We extend the multiphase flowing material balance (FMB) method proposed by Thompson & Ruddick (2020) to multi-well problems, i.e., multiple wells draining one reservoir volume. As in the original method, analysis of well groups for the total pore volume drained and initial in-place volumes relies only on commonly available production data as well as black oil PVT data.
Estimation of original hydrocarbons in place is a fundamental responsibility of a practicing reservoir engineer and is essential for constraining production forecasts and reserves estimates within physically reasonable bounds. In traditional reservoir engineering, most non-empirical reserves estimation techniques are based on single-phase pseudo-steady-state flow theory. Many researchers have extended these single-phase techniques to multiphase flow through the introduction of pseudo-pressure and pseudo-time transformations. For multiphase flow, definition of these transformations is not unique, and different researchers have proposed alternative methods of computing pseudo-functions with varying degrees of success. A major difficulty with the pseudo-function approach is that a relative permeability-saturation model must be selected for the system of interest; in our experience, system relative permeability curves are seldom known.
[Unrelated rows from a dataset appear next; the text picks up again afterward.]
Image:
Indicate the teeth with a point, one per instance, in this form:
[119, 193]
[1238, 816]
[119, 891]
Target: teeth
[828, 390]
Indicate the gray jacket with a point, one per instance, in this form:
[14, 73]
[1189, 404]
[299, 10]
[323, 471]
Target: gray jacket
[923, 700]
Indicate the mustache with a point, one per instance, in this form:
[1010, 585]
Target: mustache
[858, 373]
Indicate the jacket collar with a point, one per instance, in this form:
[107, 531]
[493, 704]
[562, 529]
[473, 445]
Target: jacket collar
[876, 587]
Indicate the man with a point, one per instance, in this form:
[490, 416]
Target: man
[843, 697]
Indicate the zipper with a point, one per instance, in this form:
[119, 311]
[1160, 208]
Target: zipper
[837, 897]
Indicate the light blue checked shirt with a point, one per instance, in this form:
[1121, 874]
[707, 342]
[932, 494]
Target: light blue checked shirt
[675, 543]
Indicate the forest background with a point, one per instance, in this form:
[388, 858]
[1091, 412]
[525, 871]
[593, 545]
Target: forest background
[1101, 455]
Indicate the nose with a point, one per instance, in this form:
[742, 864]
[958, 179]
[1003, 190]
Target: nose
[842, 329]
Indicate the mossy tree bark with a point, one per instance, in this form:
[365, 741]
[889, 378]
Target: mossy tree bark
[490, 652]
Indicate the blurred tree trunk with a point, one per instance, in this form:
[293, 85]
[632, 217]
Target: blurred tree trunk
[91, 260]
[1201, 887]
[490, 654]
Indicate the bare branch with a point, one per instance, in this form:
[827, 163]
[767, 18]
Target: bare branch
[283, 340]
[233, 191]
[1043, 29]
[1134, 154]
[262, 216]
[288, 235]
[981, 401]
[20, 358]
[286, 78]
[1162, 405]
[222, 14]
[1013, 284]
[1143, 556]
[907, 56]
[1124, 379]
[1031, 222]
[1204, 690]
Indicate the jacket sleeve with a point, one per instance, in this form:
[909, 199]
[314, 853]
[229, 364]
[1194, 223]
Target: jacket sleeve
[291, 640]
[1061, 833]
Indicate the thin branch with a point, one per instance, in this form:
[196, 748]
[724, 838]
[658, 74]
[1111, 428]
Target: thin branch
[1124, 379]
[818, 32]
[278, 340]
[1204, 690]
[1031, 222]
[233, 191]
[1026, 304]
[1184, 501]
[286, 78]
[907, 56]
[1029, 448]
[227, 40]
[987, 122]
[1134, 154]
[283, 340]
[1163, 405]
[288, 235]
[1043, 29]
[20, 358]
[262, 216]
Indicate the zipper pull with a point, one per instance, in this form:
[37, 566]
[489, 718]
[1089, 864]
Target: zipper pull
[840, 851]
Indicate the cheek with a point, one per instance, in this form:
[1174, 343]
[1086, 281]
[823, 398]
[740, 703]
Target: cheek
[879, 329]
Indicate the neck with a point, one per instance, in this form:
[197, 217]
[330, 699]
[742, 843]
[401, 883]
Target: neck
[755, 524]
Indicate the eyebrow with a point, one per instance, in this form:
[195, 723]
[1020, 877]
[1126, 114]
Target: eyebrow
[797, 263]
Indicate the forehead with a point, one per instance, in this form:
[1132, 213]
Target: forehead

Most modern wells drilled and completed in tight unconventional reservoirs communicate, or interfere, with other offset wells, however, few methods exist to deal with the combination of multiphase flow and multiple well problems. Our proposed method addresses both these issues. We illustrate the method by applying it to both synthetically generated data and actual field data form the Permian basin.
Flowing material balance (FMB) techniques can be used to estimate a well’s contacted pore volume from production and PVT data. Accurate determination of this volume is crucial for the planning and optimization of production from oil and gas reservoirs. In complex reservoirs, such as those with multiple wells producing in close proximity to each other, it can be challenging to accurately estimate this due to well interference.
In this paper, we aim to extend the multiphase flowing material balance method developed by Thompson & Ruddick (2022) to account for well interference and adjust the drainage volume as operating conditions change. Our motivation stems from the observation that many wells appear to share drainage volume with their neighbors, and their production performance can be influenced by each other.